Banking and finance roundup

  • New research suggests “SEC rule intended to prevent conflicts of interest among staff has actually had the perverse effect of causing staff to profit from their knowledge as insiders of the SEC” [Thaya Brook Knight, Cato]
  • “Federal Prohibition Left California Cannabis Farmers Without Insurance or Banks When Wildfires Struck” [Christian Britschgi]
  • “Is Dodd-Frank/SOX reform dead?” [Stephen Bainbridge]
  • Trial lawyers and CFPB did little to correct Wells Fargo fake-account scandal [Ted Frank WSJ letter]
  • Study finds that more-cumbersome judicial foreclosure methods tend to correlate with tougher lending standards especially for poor; should constriction of home credit for poorer households be interpreted as a good? [Brian Feinstein, Chicago via CL&P]
  • A different way to encourage more prudent home lending practice, scale back FDIC coverage [Scott Sumner]

4 Comments

  • Re: California pot growers.

    Is there any reason why California could not have made adjustments to state insurance laws and banking regulation to accommodate this new business? Was it merely a bone headed oversight that they failed to embrace a new, and taxable, industry?

    • It’s not state insurance and banking laws that are the problem, it’s federal law.

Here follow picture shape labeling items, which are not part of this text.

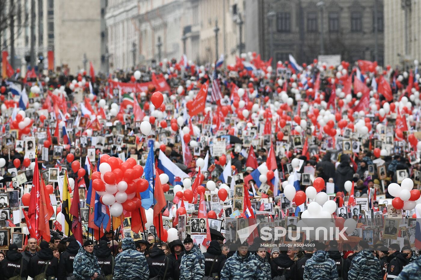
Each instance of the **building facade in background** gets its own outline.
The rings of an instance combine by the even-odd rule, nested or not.
[[[410,67],[421,59],[421,3],[384,0],[385,63]]]
[[[245,3],[246,50],[261,53],[265,59],[285,61],[290,53],[299,63],[309,63],[321,54],[339,54],[347,61],[376,58],[383,64],[382,0]]]

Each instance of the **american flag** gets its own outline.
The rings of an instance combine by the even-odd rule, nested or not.
[[[219,86],[219,80],[218,79],[218,73],[216,70],[213,70],[212,77],[212,94],[211,95],[212,102],[218,102],[222,98],[222,95],[221,93],[221,87]]]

  • Even if they had, there is no reason to suspect the the Federal Gov’t wouldn’t lean on the banks and insurers doing business with the growers, the same way they leaned on banks doing business with other “blacklisted” businesses. Bankers and Insurers are naturally risk averse – absent guarantees the State would protect them from the Fed, even the suggestion of potential Federal audit raises a healthy disinclination to do business with growers – the value of their accounts isn’t worth the hassle or the reputational damage.

  • “absent guarantees the State would protect them from the Fed”

    As if any state government would be able to deliver on that guarantee if they were foolish enough to make it.